Conscientious objectors are not exempted from conscription and military registration but may obtain deferrals on the rare grounds not related to military registration, such as severe health problems. Limited number of clergy are reserved from conscription as essential workers, their churches are obliged to send chaplains to army as prerequisite to deferral, that is used by DESS as instrument of leverage on clergy to force churches to make doctrines compatible with military service.

The status of wanted by TCC is an obstacle to obtain deferrals, that was mitigated only for arms industry by the Law No 4630-IX of 9.10.2025.
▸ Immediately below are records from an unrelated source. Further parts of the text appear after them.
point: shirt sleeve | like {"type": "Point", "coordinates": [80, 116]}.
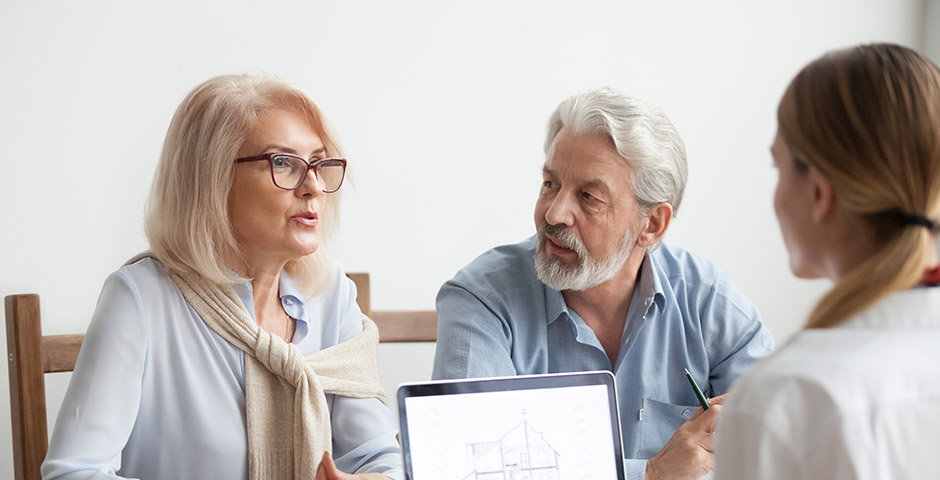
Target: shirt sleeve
{"type": "Point", "coordinates": [735, 336]}
{"type": "Point", "coordinates": [364, 429]}
{"type": "Point", "coordinates": [100, 406]}
{"type": "Point", "coordinates": [472, 341]}
{"type": "Point", "coordinates": [634, 469]}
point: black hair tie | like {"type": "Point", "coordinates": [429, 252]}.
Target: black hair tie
{"type": "Point", "coordinates": [913, 219]}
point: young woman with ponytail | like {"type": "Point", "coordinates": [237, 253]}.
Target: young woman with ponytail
{"type": "Point", "coordinates": [856, 394]}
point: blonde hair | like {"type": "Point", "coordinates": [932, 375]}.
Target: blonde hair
{"type": "Point", "coordinates": [187, 220]}
{"type": "Point", "coordinates": [868, 118]}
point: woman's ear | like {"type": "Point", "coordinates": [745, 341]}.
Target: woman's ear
{"type": "Point", "coordinates": [656, 224]}
{"type": "Point", "coordinates": [823, 200]}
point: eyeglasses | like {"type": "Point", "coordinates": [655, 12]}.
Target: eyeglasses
{"type": "Point", "coordinates": [289, 171]}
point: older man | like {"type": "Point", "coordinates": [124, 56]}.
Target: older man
{"type": "Point", "coordinates": [594, 289]}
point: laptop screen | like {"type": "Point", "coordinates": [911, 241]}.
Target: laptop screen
{"type": "Point", "coordinates": [538, 427]}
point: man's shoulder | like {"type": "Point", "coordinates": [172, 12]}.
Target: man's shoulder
{"type": "Point", "coordinates": [679, 264]}
{"type": "Point", "coordinates": [500, 268]}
Conscientious objection provisions and procedures

Conscientious objectors are continued to be forcibly conscripted, cruelly treated by TCCs and military units, and punished for conscientious objection, as reported by the OHCHR7, European Commission8 and CoE9, part of incidents with cruel treatment and punishment instead of alternative service was reported even by the Parliamentary Commissioner for Human Rights (Ombudsman of Ukraine), despite the Commissioner’s Secretariat usually denies in consideration of complaints of conscientious objectors referring to preeminence of military duty10 and wrote to EBCO that the right to conscientious objection could be considered only after restoring the territorial integrity of Ukraine; according to the Ombudsman’s annual report for 2025, he received 1 669 appeals from conscientious objectors who were sent to military units11. Jehovah’s Witnesses reported 16 prisoners of conscience12 during 2025, 5 of them were released on bail or after mitigation of verdict as in the case of Kruyshenko. According to their submission to the Supreme Court quoted in a ruling13, there are 1044 criminal proceedings against Jehovah’s Witnesses regarding their conscientious objection, and during the period of martial law 2119 Jehovah’s Witnesses were sent to military units against their will, of whom at least 31 were subjected to ill-treatment. Adventists informed us about 4 known prisoners of conscience, one conditionally released (Zelinsky); one of them, Andrii Skliar, was arbitrarily detained near for year in military unit before official pretrial detention on charge of “disobedience”, and tortured during forcible conscription. Also, hundreds are detained in military units.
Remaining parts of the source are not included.